- Apple and Epic Games have listed their CEOs as potential witnesses for the case.
- Epic Games dragged Apple to the court over the Fortnite App Store issue.
- Apple had removed Fortnite last year for not complying with App Store policy.
The Fortnite controversy that landed both Epic Games and Apple in a pickle is finally going to turn into a high-profile courtroom drama. In separate legal filings last week, Apple and Epic Games listed their chief executive officers as potential witnesses in the antitrust lawsuit that Epic Games dragged Apple into for booting Fortnite from the iOS App Store over "non-compliance" with policies. Over the period of seven months, there have been several developments in the case but the final showdown -- believed to be the fight decider -- will involve the CEOs Tim Cook and Tim Sweeney.
Apart from the CEOs of both Apple and Epic Games, there are going to be other top-level officials from both companies available for the court case. Among them will be the senior vice president at Apple, Craig Federighi and App Store head Phil Schiller -- who was looking after marketing at Apple previously. From Epic Games, there will be vice president Mark Rein in addition to the CEO. And interestingly, this high-profile lawsuit would also involve Facebook's vice president of gaming, Microsoft's vice president of Xbox business development, and a good deal of other officials.
In the statement, Apple said, "Our senior executives look forward to sharing with the court the very positive impact the App Store has had on innovation, economies across the world and the customer experience over the last 12 years. We feel confident the case will prove that Epic purposefully breached its agreement solely to increase its revenues, which is what resulted in their removal from the App Store." But Epic Games, on the other hand, is preparing to get Apple's version overruled in the court. "The chorus of developers speaking out against Apple and their anticompetitive practices has become louder," Epic Games said in a statement.
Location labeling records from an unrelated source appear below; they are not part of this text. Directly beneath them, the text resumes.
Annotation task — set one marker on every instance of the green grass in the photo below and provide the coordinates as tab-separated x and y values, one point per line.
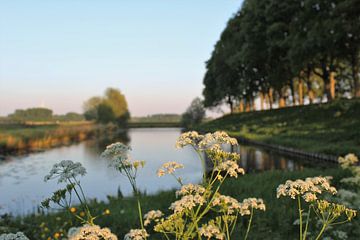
332	128
275	223
24	137
153	124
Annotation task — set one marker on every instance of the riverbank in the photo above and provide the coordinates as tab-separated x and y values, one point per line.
332	129
24	138
120	215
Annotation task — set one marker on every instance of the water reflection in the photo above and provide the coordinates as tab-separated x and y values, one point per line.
21	178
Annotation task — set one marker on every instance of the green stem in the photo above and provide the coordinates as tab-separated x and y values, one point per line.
300	217
140	213
249	225
307	223
322	231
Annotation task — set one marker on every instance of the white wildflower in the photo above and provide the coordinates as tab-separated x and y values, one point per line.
169	168
13	236
91	232
187	202
227	204
152	215
231	168
315	185
349	160
190	189
64	170
211	231
136	234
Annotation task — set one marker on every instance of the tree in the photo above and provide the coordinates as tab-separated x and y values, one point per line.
32	114
105	113
91	108
110	108
116	100
194	114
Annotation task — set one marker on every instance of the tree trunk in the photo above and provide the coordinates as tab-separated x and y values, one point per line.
230	102
311	96
241	105
247	105
301	94
332	85
271	97
292	90
355	74
326	78
253	104
261	101
267	103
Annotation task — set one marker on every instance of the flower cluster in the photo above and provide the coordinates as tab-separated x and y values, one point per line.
65	170
227	204
211	231
136	234
190	189
231	168
186	203
13	236
169	168
91	232
153	215
116	151
334	210
251	203
203	142
308	188
349	160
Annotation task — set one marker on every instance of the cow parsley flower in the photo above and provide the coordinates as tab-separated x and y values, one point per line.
64	170
91	232
169	168
152	215
211	231
187	202
315	185
231	168
13	236
190	189
136	234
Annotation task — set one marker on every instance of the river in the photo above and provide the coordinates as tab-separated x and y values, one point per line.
21	177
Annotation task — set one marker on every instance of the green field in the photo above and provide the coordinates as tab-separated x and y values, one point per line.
275	223
32	137
332	128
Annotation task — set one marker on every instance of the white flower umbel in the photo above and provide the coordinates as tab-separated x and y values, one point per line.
118	154
136	234
68	172
91	233
65	170
13	236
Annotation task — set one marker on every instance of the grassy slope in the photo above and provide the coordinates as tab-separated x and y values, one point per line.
323	128
18	137
275	223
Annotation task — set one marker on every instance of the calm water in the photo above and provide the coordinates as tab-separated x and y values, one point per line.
21	178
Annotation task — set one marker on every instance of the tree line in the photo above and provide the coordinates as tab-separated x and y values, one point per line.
112	107
284	52
42	114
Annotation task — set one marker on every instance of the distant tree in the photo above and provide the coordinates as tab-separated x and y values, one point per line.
32	114
105	113
91	108
110	108
194	114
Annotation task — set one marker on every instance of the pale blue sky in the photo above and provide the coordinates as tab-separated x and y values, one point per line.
58	53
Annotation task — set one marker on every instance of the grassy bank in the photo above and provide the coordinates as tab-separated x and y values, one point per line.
275	223
33	137
153	124
332	128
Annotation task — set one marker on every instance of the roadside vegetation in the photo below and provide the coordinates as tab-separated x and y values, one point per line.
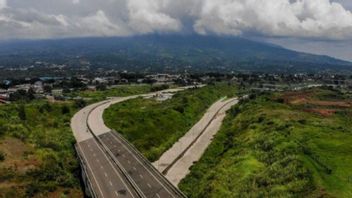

The entire feud between Apple and Epic Games stems from the stringent App Store policy that several other big developers have previously contested besides the Fortnite maker. Spotify was among the big names that showed support to Epic Games, voicing against Apple for the 30 per cent fee commission it charges app developers. Time and again, developers have tried to circumvent this policy but have not been successful as expected. Much like how Spotify discontinued its subscription service on its iOS app -- requiring customers to buy subscriptions either from the web version or from an Android phone, Epic Games launched an in-app payment system for Fortnite -- and this very thing did not go well with Apple. After some warnings, Apple kicked Fortnite out of the App Store about seven months back.
The trial is expected to begin on May 3 and would continue for weeks. In addition to in the US, Epic Games has filed an antitrust complaint with the European Union against Apple over the App Store policy.